Grogue and Pontche

Grogue - the national drink of Caboverdes

What exactly is Grogue?

Grogue is made from sugar cane and sugar cane is grown on fertile soil, for example on the islands of Santiago and St. Antao.

The Ribeira do Paul on St. Antao is a wildly rugged valley between bizarrely folded mountain slopes and has always been the center of sugar cane liquor production, which is called Grogue in Cape Verde.

I claim that the highest quality and best tasting grogue comes from St. Antao!

grogue production

The harvest takes place between April and the end of June. The dry leaves of the sugar cane are removed first (desfoliar cana) to avoid crushing the new shoots in the heat of the moment.

Then the cutting begins. The sugar canes are chopped with a "Mandjat", a tool that looks like a hammer but has a blade on one side, and then the division of labor begins: one person cuts the sugar cane, the next removes the leaves, the third removes the tips with a sharp machete, where there are still green leaves. The sugar cane stalks are then tied together into bundles weighing around 20 kg and carried on the women's heads to the "curral" to be squeezed.

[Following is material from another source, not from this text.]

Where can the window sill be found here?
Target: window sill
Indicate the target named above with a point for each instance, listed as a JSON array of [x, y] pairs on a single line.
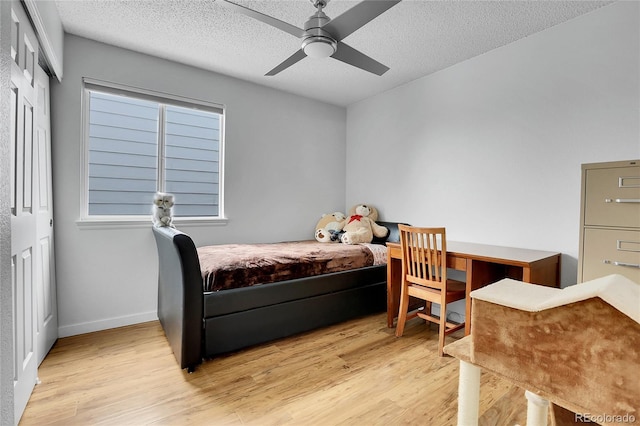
[[112, 222]]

Often hidden behind high walls, as if it were still forbidden, is the trapiche, the sugar cane press. In the past, it was powered by mules or oxen, but today it is mostly powered by noisy petrol engines. The machine is fed with an endless chain of sugar cane stalks for hours. The cloudy, green-brown juice is pressed from the sugar cane between several rotating steel rollers and then placed in tanks holding several thousand liters to ferment. The pressed residue is dried and then burned under the distillation furnace.
The fermented sugar cane juice is poured into copper kettles and brought to the boil, creating a characteristic drink.

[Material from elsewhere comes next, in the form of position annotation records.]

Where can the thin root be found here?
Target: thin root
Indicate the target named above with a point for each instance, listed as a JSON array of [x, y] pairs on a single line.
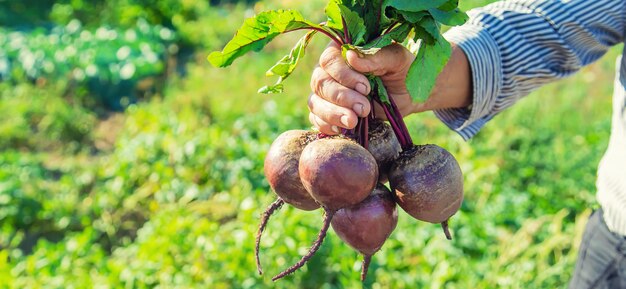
[[365, 266], [328, 215], [444, 226], [275, 206]]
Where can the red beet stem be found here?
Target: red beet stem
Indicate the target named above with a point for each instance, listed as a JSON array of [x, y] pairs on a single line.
[[400, 121], [328, 216], [394, 125], [365, 266], [275, 206], [444, 226], [364, 132]]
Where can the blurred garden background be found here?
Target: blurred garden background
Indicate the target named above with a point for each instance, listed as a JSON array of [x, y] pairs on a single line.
[[127, 161]]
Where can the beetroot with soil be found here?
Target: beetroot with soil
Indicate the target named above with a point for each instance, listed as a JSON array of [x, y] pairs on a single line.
[[367, 225]]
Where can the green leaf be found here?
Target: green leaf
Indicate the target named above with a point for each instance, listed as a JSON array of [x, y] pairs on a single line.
[[431, 27], [449, 5], [414, 5], [398, 34], [429, 62], [412, 17], [284, 67], [269, 89], [452, 18], [355, 25], [256, 32], [334, 15]]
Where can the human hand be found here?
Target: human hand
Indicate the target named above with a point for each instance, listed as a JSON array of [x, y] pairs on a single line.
[[340, 87]]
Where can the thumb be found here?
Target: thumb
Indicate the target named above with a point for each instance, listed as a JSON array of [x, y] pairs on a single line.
[[390, 59]]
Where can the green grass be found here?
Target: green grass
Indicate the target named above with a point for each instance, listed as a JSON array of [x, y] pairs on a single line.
[[174, 201]]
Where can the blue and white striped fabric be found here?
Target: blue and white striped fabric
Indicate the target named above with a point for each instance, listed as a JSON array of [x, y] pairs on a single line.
[[516, 46]]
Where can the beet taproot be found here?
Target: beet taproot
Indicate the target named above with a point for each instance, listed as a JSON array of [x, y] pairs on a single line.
[[367, 225], [428, 184], [281, 171]]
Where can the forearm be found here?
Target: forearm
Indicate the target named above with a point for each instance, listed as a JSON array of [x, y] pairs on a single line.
[[453, 88], [516, 46]]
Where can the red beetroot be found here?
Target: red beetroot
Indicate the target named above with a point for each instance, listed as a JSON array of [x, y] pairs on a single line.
[[384, 146], [428, 184], [281, 168], [367, 225], [338, 173], [281, 171]]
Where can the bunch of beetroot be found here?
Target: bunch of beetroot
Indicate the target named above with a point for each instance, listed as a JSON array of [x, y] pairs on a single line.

At some point the distillate will start to flow drop by drop. Now it's a matter of waiting for the right moment when the edible grogue comes out instead of methyl alcohol. Every distiller has a feeling for the right moment, but the schnapps tastes different in every pub. Grogue is a throat cleanser, especially when you drink it while it's still warm, straight from the still.

For those who aren't quite so strong, there is also the toned-down version, Pontche. This is grogue, stretched with lemons and honey. You can drink a few glasses of it without going blind.